Türkiye’de de “kalite yönetimi” altında iş yüklerinin artırılması ve öğretmenlerin hem birbirlerini hem de çocukları denetlemelerine yönelik pek çok şart, 1990’lardan itibaren artarak devam ediyor. Öğrencinin denetimden öte öğretmenin denetimi daha da esaslı bir konu. Bu kontrol ve başarı baskısı, dışsal denetime (okulların sertifikalanmasına) kadar dayandı.

Bolivya sirklerde hayvan kullanılmasını tümden yasakladı. Elektroşok, kanca, sopa … eğer hayvanlar kullanılacaksa, kaçınılmaz olarak bazı zor tekniklerden yararlanmak gerekiyor. Yoksa karne-gösteri zayıf kalıyor.

Kamçılamadan öğrenciler çok da ciddi bir başarı gösteremiyor mu acaba? Okulda öğrenci olacaksa kamçı da olacak mı?

J.J.Rousseau; Tanrı’nın verdiği güzel doğaya ait ne varsa öğretmenler bozuyor, diyordu.

Ya imamlar?

O halde öğrencisiz okul, hatta okulun tümden kapatılması mı gerekiyor?

O halde okullardan, en azından mevcut halleriyle bu okullardan vazgeçmemiz mi gerekiyor? İ. İllich “Okulsuz Toplum” demişti, ideolojiden kurtulmanın, doktrinden kurtulmanın yolu okuldan vazgeçmek anlamına mı geliyor?

Yerine ne koyacağız? Yerine bir şey koyacaksak mevcuttan niye vazgeçeceğiz? Okul vazgeçilemez bir kurum mu? 

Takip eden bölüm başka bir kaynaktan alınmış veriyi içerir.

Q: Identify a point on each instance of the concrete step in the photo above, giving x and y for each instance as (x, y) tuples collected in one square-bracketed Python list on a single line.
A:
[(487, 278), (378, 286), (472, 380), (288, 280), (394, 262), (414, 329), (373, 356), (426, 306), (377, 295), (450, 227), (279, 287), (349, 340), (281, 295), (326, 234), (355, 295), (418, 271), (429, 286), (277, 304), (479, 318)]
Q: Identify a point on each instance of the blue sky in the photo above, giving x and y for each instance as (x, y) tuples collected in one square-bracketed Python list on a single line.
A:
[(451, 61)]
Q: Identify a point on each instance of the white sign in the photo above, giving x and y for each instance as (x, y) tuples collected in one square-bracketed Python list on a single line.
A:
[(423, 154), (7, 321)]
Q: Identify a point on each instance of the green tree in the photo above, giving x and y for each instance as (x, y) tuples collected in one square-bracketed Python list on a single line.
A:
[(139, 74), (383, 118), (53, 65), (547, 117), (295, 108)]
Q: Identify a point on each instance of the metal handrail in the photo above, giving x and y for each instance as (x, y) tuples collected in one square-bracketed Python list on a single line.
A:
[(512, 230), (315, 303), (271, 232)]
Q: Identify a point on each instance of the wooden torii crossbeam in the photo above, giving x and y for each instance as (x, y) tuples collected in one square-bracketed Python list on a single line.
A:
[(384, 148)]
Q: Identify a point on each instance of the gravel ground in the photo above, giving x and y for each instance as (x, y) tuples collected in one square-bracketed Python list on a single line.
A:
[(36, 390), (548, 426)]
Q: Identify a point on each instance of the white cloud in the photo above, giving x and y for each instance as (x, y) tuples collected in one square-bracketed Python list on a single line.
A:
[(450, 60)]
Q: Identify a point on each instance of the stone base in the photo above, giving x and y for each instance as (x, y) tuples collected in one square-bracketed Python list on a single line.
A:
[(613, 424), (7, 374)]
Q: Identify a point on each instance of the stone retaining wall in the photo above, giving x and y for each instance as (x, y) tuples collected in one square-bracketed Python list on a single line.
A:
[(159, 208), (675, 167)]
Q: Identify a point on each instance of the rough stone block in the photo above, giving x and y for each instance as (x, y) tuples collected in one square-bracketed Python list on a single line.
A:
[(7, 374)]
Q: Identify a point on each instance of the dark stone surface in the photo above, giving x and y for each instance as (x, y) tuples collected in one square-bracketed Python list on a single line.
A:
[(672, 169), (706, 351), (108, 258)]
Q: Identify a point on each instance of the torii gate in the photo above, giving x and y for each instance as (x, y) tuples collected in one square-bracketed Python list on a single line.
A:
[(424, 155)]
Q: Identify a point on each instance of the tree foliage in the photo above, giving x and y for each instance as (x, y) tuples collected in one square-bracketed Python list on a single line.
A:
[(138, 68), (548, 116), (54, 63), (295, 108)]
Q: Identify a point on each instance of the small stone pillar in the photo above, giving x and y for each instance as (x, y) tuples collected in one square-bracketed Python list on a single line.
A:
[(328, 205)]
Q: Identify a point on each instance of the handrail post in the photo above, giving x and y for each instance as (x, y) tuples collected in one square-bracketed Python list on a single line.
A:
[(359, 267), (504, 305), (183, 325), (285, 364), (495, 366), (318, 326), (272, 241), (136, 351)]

Doğaya salınan hayvanlar başıbozuk mu?

Böke de Arınç da: “Anayasa yoksa Cumhurbaşkanı da yoktur” diyor. Anayasa olmayınca da olamıyor gibi bir durum var o zaman. Anayasa olmayınca geriye güç ilişkileri, geriye tek adamlık, geriye “devlet reisi” kalıyor.

Laiklik yoksa demokrasi yoktur.

İkisi de olmayınca geriye ne kalıyor acaba? Din ve teokrasi mi?

Bolivya sirki değil sirkte hayvan kullanılmasını yasakladı. Almanya’da öğretmenler haykırıyor: “Rahat bırakın da işimiz olan derslerimizi hakkıyla yapalım”. “Ben psikolog, bakıcı, terapist vb. değilim. Ben konuşma uzmanı, özel eğitimci veya at eğiticisi değilim. Bırakın sadece derslerimi yapayım, hakkını vererek derslerimi yapayım”

Başka bir öğretmen; “bizlere henüz evcilleştirilmemiş, dahası da evcilleştirilmeye pek hazır olmayan yabani hayvanların eğitilmesi gibi bir görev veriliyor,” diye yakınıyor.

Bu paradoksal ve ağır zanaatın da mümkünse içten ve gönüllü yapılması bekleniyor.

Kırbaç yerine havuç verildiğinde daha bağımlı bir nesil mi yetişiyor? Kırbaç veya havuç veya ikisi birlikte değil, bambaşka bir okul yaratmalıyız.

İçinde çocukların çocukluklarını yaşayarak yetişkinleştikleri bir okul. 

Böyle bir okul var mı? Yaratabilir miyiz? En azından denemeye değmez mi?